Revelations such as these about the inter-relations between what are normally touted as the far-left and far-right are bound to continue. In May 2007, a group of German scientists and engineers unveiled the “E-Puzzler,” the “world’s most sophisticated pattern recognition system,” which could process at record speed the torn and shredded Stasi files that had been partially destroyed by the East German agents as the Berlin Wall was falling in 1989. E-Puzzler has since reconstructed millions of once-secret files, revealing much of the collaboration between disparate extremist groups who sought logistical assistance for their own operations, regardless of the ideology of their co-partners.

Out of this torrent of reconstructed dossiers and documents has also come the revelation that arch-anticapitalist Fidel Castro had filled his pockets and those of his cronies with dollars generated by using the gulag labor of political prisoners. As the Miami Herald reported in May, a cooperation agreement was established in 1987 between IKEA and Fidel Castro to utilize Cuban prison labor to build furniture for the company.

After the initial report, a Cuban defector presented evidence that he had been part of a film crew for the Castro regime that was tasked with going inside the prisons to shoot a promo for Cuba’s gulag capitalism and what it could offer foreign companies looking for cheap labor that wouldn’t complain about the long hours.

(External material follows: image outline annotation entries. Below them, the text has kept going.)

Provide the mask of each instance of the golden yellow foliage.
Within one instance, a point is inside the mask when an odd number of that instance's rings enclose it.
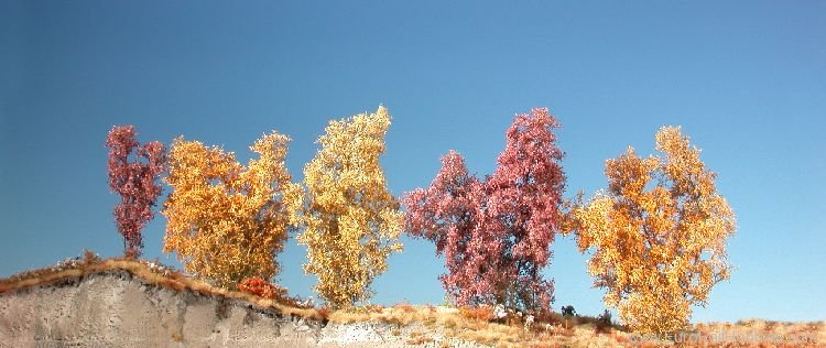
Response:
[[[629,146],[606,161],[607,192],[573,209],[605,304],[639,333],[687,327],[691,306],[705,306],[711,286],[729,276],[726,238],[736,228],[716,174],[678,127],[660,129],[656,150],[664,155],[642,159]]]
[[[315,291],[334,308],[369,297],[390,253],[402,249],[404,216],[379,164],[388,127],[384,107],[330,121],[318,139],[322,149],[304,167],[307,205],[296,239],[307,246],[304,271],[318,276]]]
[[[287,228],[297,224],[303,193],[284,164],[290,138],[272,132],[250,150],[244,167],[235,154],[175,139],[165,182],[164,251],[175,251],[187,271],[233,287],[246,278],[271,279]]]

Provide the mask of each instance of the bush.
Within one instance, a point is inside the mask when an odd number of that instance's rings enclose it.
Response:
[[[242,280],[238,283],[238,290],[264,298],[280,300],[286,297],[285,289],[273,285],[258,276]]]

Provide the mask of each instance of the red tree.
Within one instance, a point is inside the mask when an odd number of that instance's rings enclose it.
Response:
[[[559,123],[547,109],[518,115],[508,129],[504,151],[488,180],[487,228],[504,238],[502,262],[509,282],[499,291],[511,307],[550,311],[553,283],[540,272],[562,221],[565,174],[563,152],[553,133]]]
[[[402,196],[406,231],[436,244],[446,259],[442,285],[456,305],[496,302],[494,275],[501,253],[498,239],[485,229],[485,185],[469,175],[465,160],[455,151],[442,157],[442,170],[427,188]]]
[[[492,176],[479,181],[449,152],[430,187],[406,193],[406,230],[444,254],[442,284],[456,305],[548,311],[548,247],[559,229],[565,175],[546,109],[519,115]]]
[[[156,182],[164,168],[163,144],[153,141],[140,145],[137,135],[134,127],[117,126],[106,138],[109,189],[121,197],[115,207],[115,222],[123,236],[123,253],[134,258],[143,248],[141,229],[154,217],[152,207],[161,195]],[[133,153],[135,159],[130,161]]]

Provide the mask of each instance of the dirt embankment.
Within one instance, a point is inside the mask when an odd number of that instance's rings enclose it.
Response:
[[[419,326],[323,324],[127,271],[0,294],[0,347],[401,347]],[[478,346],[432,334],[432,345]]]

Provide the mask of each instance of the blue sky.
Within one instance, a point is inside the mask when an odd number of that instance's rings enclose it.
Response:
[[[513,115],[548,107],[567,196],[606,185],[604,161],[653,151],[681,124],[737,213],[736,270],[695,322],[826,319],[826,2],[3,1],[0,4],[0,276],[122,252],[104,140],[187,139],[246,160],[272,129],[296,178],[327,120],[394,116],[382,159],[394,194],[430,184],[450,149],[491,173]],[[164,192],[169,194],[169,189]],[[164,218],[144,230],[161,252]],[[376,303],[442,303],[434,247],[405,252]],[[570,238],[553,244],[555,307],[601,312]],[[307,296],[304,250],[280,282]]]

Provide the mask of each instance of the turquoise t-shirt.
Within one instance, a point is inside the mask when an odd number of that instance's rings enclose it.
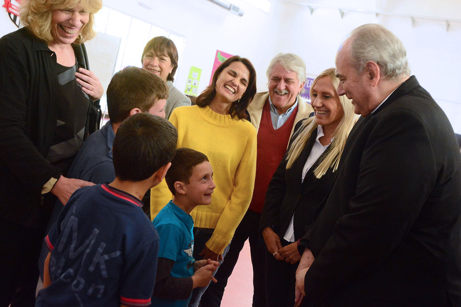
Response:
[[[175,262],[171,275],[173,277],[186,278],[194,275],[195,260],[192,257],[194,249],[192,218],[170,201],[160,210],[153,223],[160,237],[159,257],[171,259]],[[153,297],[152,306],[185,307],[190,300],[190,295],[187,300],[170,300]]]

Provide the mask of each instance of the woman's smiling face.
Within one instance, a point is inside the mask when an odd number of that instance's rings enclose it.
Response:
[[[317,123],[336,129],[344,116],[344,111],[329,77],[322,77],[317,81],[312,87],[311,99]]]
[[[51,15],[51,35],[58,44],[71,44],[89,20],[89,13],[81,6],[53,10]]]
[[[153,49],[146,52],[142,58],[142,68],[147,70],[166,82],[168,75],[173,70],[170,57],[165,54],[157,55]]]
[[[250,72],[241,62],[236,61],[225,68],[216,80],[216,95],[232,103],[245,93]]]

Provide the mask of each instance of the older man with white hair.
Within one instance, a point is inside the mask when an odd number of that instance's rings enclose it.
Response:
[[[225,260],[216,273],[218,283],[208,287],[201,297],[201,307],[220,305],[227,279],[247,239],[253,267],[253,307],[266,306],[264,258],[267,252],[264,241],[270,250],[278,251],[277,256],[281,261],[287,257],[289,262],[292,260],[288,255],[293,251],[282,248],[272,229],[265,231],[263,239],[260,219],[269,183],[285,154],[295,126],[313,110],[299,95],[306,79],[306,65],[300,57],[293,53],[278,54],[271,61],[266,73],[269,91],[257,93],[248,109],[249,120],[258,130],[256,179],[251,203],[236,230]],[[301,258],[297,251],[296,254]]]
[[[447,116],[382,26],[353,31],[336,72],[361,117],[300,242],[304,306],[461,306],[461,155]]]

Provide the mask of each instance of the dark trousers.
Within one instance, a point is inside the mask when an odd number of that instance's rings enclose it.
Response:
[[[212,228],[194,227],[193,231],[194,232],[194,251],[192,253],[192,256],[195,260],[201,260],[203,259],[203,255],[201,256],[200,255],[200,252],[205,247],[205,243],[211,237],[214,231],[214,229]],[[224,251],[223,252],[223,259],[224,259],[227,253],[230,245],[229,244],[224,249]],[[219,261],[219,263],[222,264],[222,261]],[[220,265],[218,266],[218,269],[213,272],[213,276],[216,275],[217,272],[219,271],[220,267]],[[211,282],[210,283],[213,284]],[[190,301],[189,301],[189,307],[197,307],[199,306],[201,298],[208,286],[200,287],[192,290],[192,296],[190,297]]]
[[[33,307],[45,227],[0,220],[0,307]]]
[[[290,242],[281,238],[283,246]],[[267,307],[293,307],[295,304],[296,270],[299,261],[295,264],[280,261],[266,252],[266,297]]]
[[[238,256],[247,239],[250,243],[251,263],[253,266],[253,307],[266,307],[264,282],[264,253],[266,244],[259,232],[261,214],[251,210],[247,211],[235,231],[225,260],[219,266],[215,275],[218,283],[212,283],[202,295],[201,307],[219,307],[224,294],[227,280],[235,266]]]

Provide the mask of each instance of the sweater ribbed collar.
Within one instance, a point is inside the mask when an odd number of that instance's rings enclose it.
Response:
[[[230,115],[223,115],[215,112],[207,105],[199,107],[199,113],[203,119],[212,125],[223,127],[230,127],[237,125],[238,120],[234,119]]]

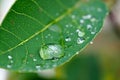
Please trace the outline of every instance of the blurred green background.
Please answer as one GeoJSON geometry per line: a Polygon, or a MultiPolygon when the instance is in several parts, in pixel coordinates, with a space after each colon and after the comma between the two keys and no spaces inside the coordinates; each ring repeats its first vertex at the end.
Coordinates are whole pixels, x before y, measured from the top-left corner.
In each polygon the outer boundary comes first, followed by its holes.
{"type": "Polygon", "coordinates": [[[56,69],[8,72],[7,80],[120,80],[120,0],[104,1],[110,15],[100,34],[80,54],[56,69]]]}

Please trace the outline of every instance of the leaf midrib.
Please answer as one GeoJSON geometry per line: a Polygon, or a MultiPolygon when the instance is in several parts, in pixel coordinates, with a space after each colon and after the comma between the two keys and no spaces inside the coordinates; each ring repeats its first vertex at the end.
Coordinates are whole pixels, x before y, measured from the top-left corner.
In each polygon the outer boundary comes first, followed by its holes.
{"type": "Polygon", "coordinates": [[[25,44],[26,42],[28,42],[29,40],[31,40],[31,39],[34,38],[35,36],[39,35],[41,32],[44,32],[44,31],[45,31],[46,29],[48,29],[52,24],[59,22],[59,21],[62,20],[66,15],[72,13],[72,12],[73,12],[76,8],[78,8],[79,6],[80,6],[80,0],[79,0],[78,2],[76,2],[76,4],[75,4],[73,7],[69,8],[65,13],[63,13],[62,15],[60,15],[59,17],[57,17],[57,18],[56,18],[55,20],[53,20],[52,22],[48,23],[43,29],[39,30],[38,32],[36,32],[36,33],[33,34],[32,36],[30,36],[29,38],[23,40],[22,42],[20,42],[20,43],[17,44],[16,46],[14,46],[14,47],[6,50],[6,51],[1,52],[0,55],[5,54],[5,53],[7,53],[7,52],[9,52],[9,51],[12,51],[12,50],[14,50],[15,48],[17,48],[17,47],[25,44]]]}

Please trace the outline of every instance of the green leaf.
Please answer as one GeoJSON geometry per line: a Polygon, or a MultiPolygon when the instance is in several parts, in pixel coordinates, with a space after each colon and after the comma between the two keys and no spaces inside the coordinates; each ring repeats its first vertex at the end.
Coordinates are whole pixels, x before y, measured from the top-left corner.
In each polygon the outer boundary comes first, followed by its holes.
{"type": "Polygon", "coordinates": [[[101,0],[17,0],[0,26],[0,67],[36,72],[71,59],[101,30],[101,0]]]}

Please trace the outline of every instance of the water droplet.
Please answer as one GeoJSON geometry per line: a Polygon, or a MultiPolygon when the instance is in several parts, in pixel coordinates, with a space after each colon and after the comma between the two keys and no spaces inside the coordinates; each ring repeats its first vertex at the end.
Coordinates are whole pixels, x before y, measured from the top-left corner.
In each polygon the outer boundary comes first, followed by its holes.
{"type": "Polygon", "coordinates": [[[40,69],[40,66],[37,65],[37,66],[35,66],[35,68],[36,68],[36,69],[40,69]]]}
{"type": "Polygon", "coordinates": [[[42,59],[58,59],[64,56],[63,48],[58,44],[47,44],[41,47],[40,56],[42,59]]]}
{"type": "Polygon", "coordinates": [[[79,37],[83,37],[85,35],[85,33],[80,31],[79,29],[77,29],[76,32],[78,33],[79,37]]]}
{"type": "Polygon", "coordinates": [[[34,58],[33,61],[37,61],[37,59],[34,58]]]}
{"type": "Polygon", "coordinates": [[[8,55],[8,59],[12,59],[12,56],[8,55]]]}
{"type": "Polygon", "coordinates": [[[78,38],[77,39],[77,44],[82,44],[85,41],[84,38],[78,38]]]}
{"type": "Polygon", "coordinates": [[[58,25],[52,25],[51,27],[49,27],[49,29],[57,33],[61,32],[61,28],[58,25]]]}
{"type": "Polygon", "coordinates": [[[38,40],[39,38],[37,37],[36,40],[38,40]]]}
{"type": "Polygon", "coordinates": [[[13,60],[11,60],[10,63],[13,63],[13,60]]]}
{"type": "Polygon", "coordinates": [[[88,14],[88,15],[83,16],[83,19],[90,19],[91,17],[92,15],[88,14]]]}
{"type": "Polygon", "coordinates": [[[83,19],[81,19],[81,20],[80,20],[80,23],[81,23],[81,24],[82,24],[82,23],[84,23],[84,20],[83,20],[83,19]]]}
{"type": "Polygon", "coordinates": [[[72,19],[75,19],[75,15],[72,15],[71,17],[72,17],[72,19]]]}
{"type": "Polygon", "coordinates": [[[92,18],[92,19],[90,19],[90,21],[91,21],[91,22],[95,22],[95,21],[96,21],[96,19],[95,19],[95,18],[92,18]]]}
{"type": "Polygon", "coordinates": [[[87,29],[90,30],[92,26],[90,24],[87,25],[87,29]]]}
{"type": "Polygon", "coordinates": [[[65,41],[69,42],[69,41],[71,41],[71,38],[70,37],[66,37],[65,41]]]}
{"type": "Polygon", "coordinates": [[[67,28],[68,28],[68,27],[69,27],[69,25],[67,24],[67,25],[65,25],[65,27],[67,27],[67,28]]]}
{"type": "Polygon", "coordinates": [[[91,41],[90,44],[93,44],[93,42],[91,41]]]}
{"type": "Polygon", "coordinates": [[[95,34],[96,32],[92,31],[91,34],[95,34]]]}
{"type": "Polygon", "coordinates": [[[11,68],[12,66],[11,65],[7,65],[7,68],[11,68]]]}
{"type": "Polygon", "coordinates": [[[98,12],[102,12],[102,9],[101,9],[101,8],[97,8],[97,11],[98,11],[98,12]]]}

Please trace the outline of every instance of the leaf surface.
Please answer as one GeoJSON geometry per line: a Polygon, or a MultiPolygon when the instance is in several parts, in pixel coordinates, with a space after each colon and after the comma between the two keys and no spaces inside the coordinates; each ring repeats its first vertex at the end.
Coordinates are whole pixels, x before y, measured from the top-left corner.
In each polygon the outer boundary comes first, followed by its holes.
{"type": "Polygon", "coordinates": [[[0,26],[0,67],[35,72],[72,58],[101,30],[100,0],[17,0],[0,26]]]}

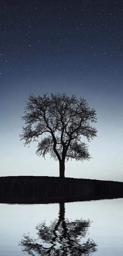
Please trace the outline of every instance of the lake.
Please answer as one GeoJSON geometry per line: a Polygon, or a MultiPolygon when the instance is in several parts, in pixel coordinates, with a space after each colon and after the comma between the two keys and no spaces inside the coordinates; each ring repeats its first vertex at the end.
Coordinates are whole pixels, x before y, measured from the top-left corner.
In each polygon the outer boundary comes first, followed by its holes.
{"type": "Polygon", "coordinates": [[[0,256],[123,256],[122,198],[0,204],[0,256]]]}

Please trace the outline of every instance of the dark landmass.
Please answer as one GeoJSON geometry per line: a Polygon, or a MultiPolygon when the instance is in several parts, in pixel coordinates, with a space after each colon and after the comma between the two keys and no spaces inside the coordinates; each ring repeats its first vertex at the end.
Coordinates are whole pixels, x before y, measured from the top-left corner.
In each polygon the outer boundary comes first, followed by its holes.
{"type": "Polygon", "coordinates": [[[49,203],[123,198],[123,182],[37,176],[0,177],[0,203],[49,203]]]}

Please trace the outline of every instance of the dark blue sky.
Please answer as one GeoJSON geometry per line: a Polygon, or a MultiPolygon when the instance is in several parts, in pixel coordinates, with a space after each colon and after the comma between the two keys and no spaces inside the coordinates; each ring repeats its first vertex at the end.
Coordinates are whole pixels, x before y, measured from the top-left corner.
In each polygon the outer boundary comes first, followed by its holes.
{"type": "Polygon", "coordinates": [[[67,162],[66,176],[123,181],[123,22],[121,1],[2,0],[1,176],[59,175],[19,135],[29,93],[64,91],[96,108],[99,130],[94,159],[67,162]]]}

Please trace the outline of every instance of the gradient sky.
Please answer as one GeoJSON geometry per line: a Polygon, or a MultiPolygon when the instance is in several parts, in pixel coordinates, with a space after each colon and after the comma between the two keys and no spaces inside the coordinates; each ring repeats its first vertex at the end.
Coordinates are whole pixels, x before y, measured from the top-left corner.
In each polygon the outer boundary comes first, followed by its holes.
{"type": "Polygon", "coordinates": [[[65,91],[95,108],[99,131],[94,158],[67,162],[65,176],[123,181],[123,19],[121,1],[2,0],[0,176],[59,176],[19,134],[30,93],[65,91]]]}

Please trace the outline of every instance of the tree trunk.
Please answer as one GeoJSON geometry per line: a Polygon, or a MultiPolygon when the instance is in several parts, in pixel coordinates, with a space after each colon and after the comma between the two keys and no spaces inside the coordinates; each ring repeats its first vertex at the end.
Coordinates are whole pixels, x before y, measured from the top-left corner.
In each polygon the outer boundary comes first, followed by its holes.
{"type": "Polygon", "coordinates": [[[60,161],[60,178],[64,178],[64,172],[65,170],[65,161],[60,161]]]}

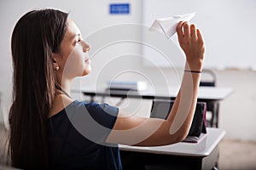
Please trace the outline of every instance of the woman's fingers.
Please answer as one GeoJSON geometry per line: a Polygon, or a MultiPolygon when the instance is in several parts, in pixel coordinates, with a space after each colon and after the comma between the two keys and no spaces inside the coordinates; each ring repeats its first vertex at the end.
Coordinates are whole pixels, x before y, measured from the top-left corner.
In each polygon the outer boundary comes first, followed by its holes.
{"type": "Polygon", "coordinates": [[[178,36],[178,37],[183,37],[183,21],[180,21],[177,27],[176,27],[176,31],[177,31],[177,34],[178,36]]]}
{"type": "Polygon", "coordinates": [[[183,31],[184,31],[184,37],[190,37],[189,26],[188,22],[184,22],[183,24],[183,31]]]}
{"type": "Polygon", "coordinates": [[[190,36],[194,40],[196,39],[196,29],[194,24],[190,26],[190,36]]]}
{"type": "Polygon", "coordinates": [[[196,29],[197,38],[199,42],[203,42],[203,37],[199,29],[196,29]]]}

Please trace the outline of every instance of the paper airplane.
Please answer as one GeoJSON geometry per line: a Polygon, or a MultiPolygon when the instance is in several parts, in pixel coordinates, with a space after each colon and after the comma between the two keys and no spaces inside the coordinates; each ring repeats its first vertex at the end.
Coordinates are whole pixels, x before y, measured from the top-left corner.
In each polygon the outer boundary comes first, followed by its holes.
{"type": "Polygon", "coordinates": [[[167,18],[156,19],[152,26],[150,31],[162,31],[167,38],[170,38],[176,32],[176,27],[179,21],[189,21],[195,14],[195,13],[185,14],[183,15],[175,15],[167,18]]]}

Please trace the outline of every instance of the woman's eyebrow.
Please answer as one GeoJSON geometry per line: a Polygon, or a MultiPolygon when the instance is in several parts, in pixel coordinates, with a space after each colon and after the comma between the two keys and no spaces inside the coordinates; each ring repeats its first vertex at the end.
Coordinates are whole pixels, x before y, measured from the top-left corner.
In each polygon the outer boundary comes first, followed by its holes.
{"type": "Polygon", "coordinates": [[[80,36],[81,36],[81,34],[78,33],[78,34],[75,34],[74,36],[73,36],[70,39],[73,40],[76,37],[80,37],[80,36]]]}

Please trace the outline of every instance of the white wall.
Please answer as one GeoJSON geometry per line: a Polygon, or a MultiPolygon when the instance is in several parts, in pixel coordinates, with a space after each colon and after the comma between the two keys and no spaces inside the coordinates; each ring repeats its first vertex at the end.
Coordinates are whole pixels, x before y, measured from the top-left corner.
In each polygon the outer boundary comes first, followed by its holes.
{"type": "MultiPolygon", "coordinates": [[[[119,23],[138,24],[142,21],[142,2],[137,0],[72,2],[67,0],[1,0],[0,91],[3,94],[2,101],[3,101],[3,109],[6,110],[5,115],[11,101],[11,32],[15,22],[23,14],[32,8],[41,7],[52,7],[70,11],[71,17],[80,27],[85,40],[91,40],[89,42],[93,48],[96,47],[92,52],[99,49],[101,42],[106,40],[108,42],[108,40],[110,41],[109,39],[117,35],[118,31],[114,28],[119,27],[113,27],[112,30],[108,26],[119,23]],[[110,3],[124,2],[131,3],[131,14],[108,14],[108,4],[110,3]],[[102,34],[106,32],[108,35],[102,34]]],[[[137,29],[135,25],[130,27],[124,26],[123,29],[128,37],[132,37],[135,39],[140,37],[140,31],[137,29]]],[[[119,29],[119,31],[124,31],[123,29],[119,29]]],[[[172,69],[160,70],[144,67],[142,65],[142,58],[137,55],[139,54],[140,48],[136,43],[124,42],[105,47],[97,54],[91,53],[93,71],[86,77],[76,79],[73,87],[98,88],[99,84],[105,84],[107,81],[117,76],[122,70],[127,71],[120,75],[119,78],[141,80],[148,77],[154,86],[160,86],[163,82],[171,85],[179,84],[182,71],[178,71],[178,75],[176,75],[172,69]],[[125,56],[120,56],[124,54],[125,56]],[[133,71],[129,71],[129,70],[133,71]],[[163,77],[163,75],[166,78],[163,77]],[[165,82],[166,79],[167,82],[165,82]]],[[[214,71],[218,78],[217,86],[232,87],[235,90],[232,95],[221,101],[220,104],[220,128],[226,130],[225,138],[256,141],[256,123],[254,123],[256,118],[256,72],[247,70],[214,70],[214,71]]],[[[136,110],[137,102],[133,100],[129,102],[133,105],[131,108],[136,110]]],[[[141,103],[139,114],[148,113],[149,107],[148,102],[141,103]]]]}

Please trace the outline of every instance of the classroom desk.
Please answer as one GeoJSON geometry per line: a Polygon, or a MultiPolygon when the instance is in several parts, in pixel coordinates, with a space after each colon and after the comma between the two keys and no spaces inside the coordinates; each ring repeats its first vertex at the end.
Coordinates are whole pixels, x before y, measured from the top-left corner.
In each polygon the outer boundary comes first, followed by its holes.
{"type": "MultiPolygon", "coordinates": [[[[148,91],[122,91],[122,90],[104,90],[100,88],[97,90],[93,89],[81,89],[73,90],[73,92],[82,93],[84,96],[90,96],[90,100],[94,101],[96,97],[102,97],[104,102],[105,97],[120,98],[121,101],[125,98],[130,99],[175,99],[178,92],[178,87],[170,87],[167,90],[166,88],[160,88],[154,92],[153,90],[148,91]]],[[[212,105],[213,109],[210,110],[212,112],[210,124],[207,127],[218,128],[218,110],[219,101],[226,99],[231,94],[233,89],[230,88],[218,88],[218,87],[199,87],[198,101],[206,102],[207,105],[212,105]]],[[[117,105],[118,106],[118,105],[117,105]]]]}
{"type": "Polygon", "coordinates": [[[214,128],[207,130],[207,136],[199,143],[179,142],[154,147],[119,144],[124,170],[213,169],[218,158],[218,144],[225,132],[214,128]]]}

Though it has always been known to all but the foolish that the Castro dictatorship was a living perfidy, the internet age has provided more of these real time revelations than normal. Historically, most of the secrets of despots are interred with their bones. But after half a century in power, one runs up a large list of sins to hide. It remains to be seen whether further revelations that Fidel practices “communism for thee, capitalism for me,” or that he has been just as welcoming to Nazis as he has been to communists, will change the minds of those who may remain ambivalent.

Jon B. Perdue, director of Latin America programs at the Fund for American Studies, is author of “The War of All the People: The Nexus of Latin American Radicalism and Middle Eastern Terrorism” (Potomac Books, 2012).